From Bugzilla Helper: User-Agent: Mozilla/5.0 (X11; U; Linux i686; en-US; rv:1.7.8) Gecko/20050524 Fedora/1.0.4-4 Firefox/1.0.4 Description of problem: I originally posted this under bug #162326, but was told this is an LDAP related problem so I'm posting here. The problem is nscd is crashing when using LDAP for NSS lookups. This same configuration worked under FC3. I'm attaching full gdb stack trace and valgrind output. Also, /proc IS mounted and I'm not sure why valgrind is complaining about /proc/self/maps. Version-Release number of selected component (if applicable): nss_ldap-234-4 How reproducible: Always Steps to Reproduce: 1. configure nsswitch.conf for LDAP support as follows: $ grep ldap /etc/nsswitch.conf passwd: files ldap shadow: files ldap group: files ldap services: files ldap protocols: files ldap rpc: files ldap ethers: files ldap netgroup: files ldap aliases: files ldap 2. setup ldap.conf 3. start nscd Actual Results: nscd segfaults Additional info:
Created attachment 116493 [details] gdb stack trace
Created attachment 116494 [details] valgrind --db-attach=no --tool=memcheck --error-limit=no nscd -d
Same problem, no Xen though, but the rest of the config is the same.

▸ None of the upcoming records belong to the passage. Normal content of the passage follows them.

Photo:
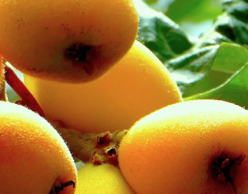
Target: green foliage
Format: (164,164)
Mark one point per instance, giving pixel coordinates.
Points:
(215,65)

Created attachment 117063 [details] gdb stack trace This is my gdb trace. Looks similar to Dan's.
I also added a reference to the GCC bug which seems to be at the root of this problem. Remove it if it's not the case.
*** Bug 162326 has been marked as a duplicate of this bug. ***
After the upgrade to glibc-2.3.5-10.2 the situation is better. nscd dies two or three times per day only.
After updating glibc and nscd to 2.3.5-10.3, everything has been stable for the last month. Not a single crash or restart required. It looks fixed to me.
Same here.
Closing because bug has remained in NEEDINFO state without reply for a long period of time. Note that FC3 and FC4 are supported by Fedora Legacy for security fixes only. Please install a still supported version and retest. If it still occurs on FC5 or FC6, please reopen and assign to the correct version. Otherwise, if this a security issue, please change the product to Fedora Legacy. Thanks, and we are sorry that we did not get to this bug earlier. This bug was originally filed against a much earlier version of Fedora Core, and significant changes have taken place since the last version for which this bug is confirmed. Closing because previous comments imply that it's been fixed.